Throttling disclaimer (#8403)

* Throttling disclaimer

* Expand throttling disclaimer.

Author: tomchristie

docs/api-guide/throttling.md

@@ -19,6 +19,8 @@ Multiple throttles can also be used if you want to impose both burst throttling
 
 Throttles do not necessarily only refer to rate-limiting requests.  For example a storage service might also need to throttle against bandwidth, and a paid data service might want to throttle against a certain number of a records being accessed.
 
+**The application-level throttling that REST framework provides should not be considered a security measure or protection against brute forcing or denial-of-service attacks.
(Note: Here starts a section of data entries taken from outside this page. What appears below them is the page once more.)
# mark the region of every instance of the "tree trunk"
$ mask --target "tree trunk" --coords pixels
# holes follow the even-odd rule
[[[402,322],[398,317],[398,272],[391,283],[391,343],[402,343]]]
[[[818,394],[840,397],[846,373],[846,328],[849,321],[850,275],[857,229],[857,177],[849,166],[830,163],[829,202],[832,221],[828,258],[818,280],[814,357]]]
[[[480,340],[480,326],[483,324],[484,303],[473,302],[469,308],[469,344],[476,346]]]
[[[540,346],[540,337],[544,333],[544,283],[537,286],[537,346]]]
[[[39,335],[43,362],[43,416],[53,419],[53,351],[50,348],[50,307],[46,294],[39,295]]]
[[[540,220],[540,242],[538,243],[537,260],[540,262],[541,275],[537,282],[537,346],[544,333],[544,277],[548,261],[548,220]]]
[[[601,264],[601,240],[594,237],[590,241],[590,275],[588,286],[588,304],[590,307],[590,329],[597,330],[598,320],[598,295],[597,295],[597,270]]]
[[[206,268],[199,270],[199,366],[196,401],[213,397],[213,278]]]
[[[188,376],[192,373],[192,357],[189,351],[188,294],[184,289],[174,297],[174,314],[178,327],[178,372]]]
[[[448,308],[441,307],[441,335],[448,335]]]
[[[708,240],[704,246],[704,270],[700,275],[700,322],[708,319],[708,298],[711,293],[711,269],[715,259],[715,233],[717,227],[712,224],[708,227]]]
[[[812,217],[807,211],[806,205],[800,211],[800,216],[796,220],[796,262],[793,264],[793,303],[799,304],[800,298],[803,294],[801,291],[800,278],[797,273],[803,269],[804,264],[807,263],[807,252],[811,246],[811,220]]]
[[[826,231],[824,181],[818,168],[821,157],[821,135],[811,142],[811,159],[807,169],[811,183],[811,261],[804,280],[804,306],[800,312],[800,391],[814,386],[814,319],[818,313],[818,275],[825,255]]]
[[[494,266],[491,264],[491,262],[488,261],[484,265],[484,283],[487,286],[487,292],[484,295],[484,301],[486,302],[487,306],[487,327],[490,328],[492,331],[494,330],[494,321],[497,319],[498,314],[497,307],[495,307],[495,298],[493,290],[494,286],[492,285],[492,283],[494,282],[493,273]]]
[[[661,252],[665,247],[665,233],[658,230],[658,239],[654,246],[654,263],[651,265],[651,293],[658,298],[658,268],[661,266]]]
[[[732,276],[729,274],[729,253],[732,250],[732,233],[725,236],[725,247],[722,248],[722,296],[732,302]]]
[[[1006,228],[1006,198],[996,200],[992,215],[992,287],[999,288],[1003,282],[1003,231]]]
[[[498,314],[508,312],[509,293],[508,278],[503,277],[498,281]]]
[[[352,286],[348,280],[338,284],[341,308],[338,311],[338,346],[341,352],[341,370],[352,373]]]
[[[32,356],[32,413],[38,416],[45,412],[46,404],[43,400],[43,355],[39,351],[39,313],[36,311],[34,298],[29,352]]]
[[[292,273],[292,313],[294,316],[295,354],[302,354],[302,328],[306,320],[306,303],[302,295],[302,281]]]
Deliberately malicious actors will always be able to spoof IP origins, and application-level throttling is intended for implementing policies such as different business tiers and basic protections against service over-use.**
+
 ## How throttling is determined
 
 As with permissions and authentication, throttling in REST framework is always defined as a list of classes.
@@ -79,7 +81,7 @@ Throttle classes set in this way will override any viewset level class settings.
         }
         return Response(content)
 
-## How clients are identified
+## How clients are identified
 
 The `X-Forwarded-For` HTTP header and `REMOTE_ADDR` WSGI variable are used to uniquely identify client IP addresses for throttling.  If the `X-Forwarded-For` header is present then it will be used, otherwise the value of the `REMOTE_ADDR` variable from the WSGI environment will be used.